La derrota ante el CF Reus dejó a los jugadores grana tocados y con ganas de viajar a Cádiz para recuperarse del golpe. Las caras largas eran la tónica general en el primer entrenamiento tras el partido, ayer martes.

El golpe anímico fue excesivamente duro, sobre todo porque el dominio del juego grana fue vacío. Juan Merino diseñó un ataque concentrado en los pasillos interiores. Emaná estuvo prácticamente anulado, mientras que Tejera y Lobato acababan engullidos por las líneas defensivas reusenses que cerraron los espacios con disciplina casi militar.

Sólo funcionó la tímida presión para tratar de dificultar la salida de balón fácil del equipo de Natxo González desde atrás. Las recuperaciones en la zona de creación reusense fue el único descosido que los futbolistas del Nàstic encontraron en la sólida estructura defensiva rojinegra. En esas escasas ocasiones en las que lograron llegar a la portería visitante se encontraron o bien con la inmensa figura de Edgar Badia, el mejor del encuentro, o con el error en la definición.

Merino no se movió ni un milímetro del guión comedido, y con un aire conservador, hasta la segunda mitad cuando la precariedad de las bandas del CF Reus era más que una evidencia. Alberto Benito, un excelente lateral derecho, actuó por la izquierda. Mientras que Jorge Miramón cubrió la derecha con pocos apuros. Únicamente Gerard Valentín, con sus aventuras en solitario, propuso el necesario fútbol de extremos para abrir defensas cerradas.

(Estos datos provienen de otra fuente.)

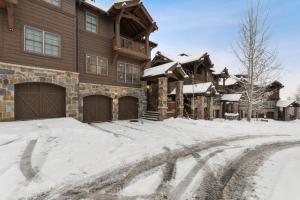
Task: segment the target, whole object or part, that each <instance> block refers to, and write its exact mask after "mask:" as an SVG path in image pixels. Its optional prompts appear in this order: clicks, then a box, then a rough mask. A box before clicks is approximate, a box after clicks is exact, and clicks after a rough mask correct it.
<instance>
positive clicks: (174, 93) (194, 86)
mask: <svg viewBox="0 0 300 200" xmlns="http://www.w3.org/2000/svg"><path fill="white" fill-rule="evenodd" d="M211 87H213V88H214V85H213V83H212V82H206V83H198V84H194V85H184V86H183V94H193V93H194V94H203V93H206V92H210V91H209V89H210V88H211ZM170 94H176V89H174V90H173V91H172V92H171V93H170Z"/></svg>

La entrada de Jean Luc y José Carlos ensanchó el campo y obligó a las líneas reusenses a estirarse. Para entonces, el Reus encontró su única oportunidad viable de llevarse el máximo botín. Máyor fue ejecutor preciso y cruel. Reina pudo hacer algo más. El balón fue bajo. Al cuerpo. Pero tardó un milésima más de tiempo en tirarse y el cuero le pasó por debajo.


Las cuentas no salen
El equipo trata de mirar hacia adelante. Necesitará algunas horas más para despejarse la cabeza y empezar a centrarse en el partido del Cádiz. Los números indican que el Nàstic necesita sumar nueve puntos para certificar su permanencia en Segunda. 9 de los 18 que quedan en juego.

Tres victorias como partidos quedan en el Nou Estadi. Aunque los últimos resultados como local no permiten ser demasiado optimistas. El equipo de Juan Merino ha perdido tres de los últimos cuatro encuentros jugados ante sus aficionados. Elche (1-3), Almería (0-1) y CF Reus (0-1), mientras que sólo ha ganado al Mirandés (4-1).

Sumar fuera de casa se anticipa obligado para mantener las esperanzas en un final feliz de temporada.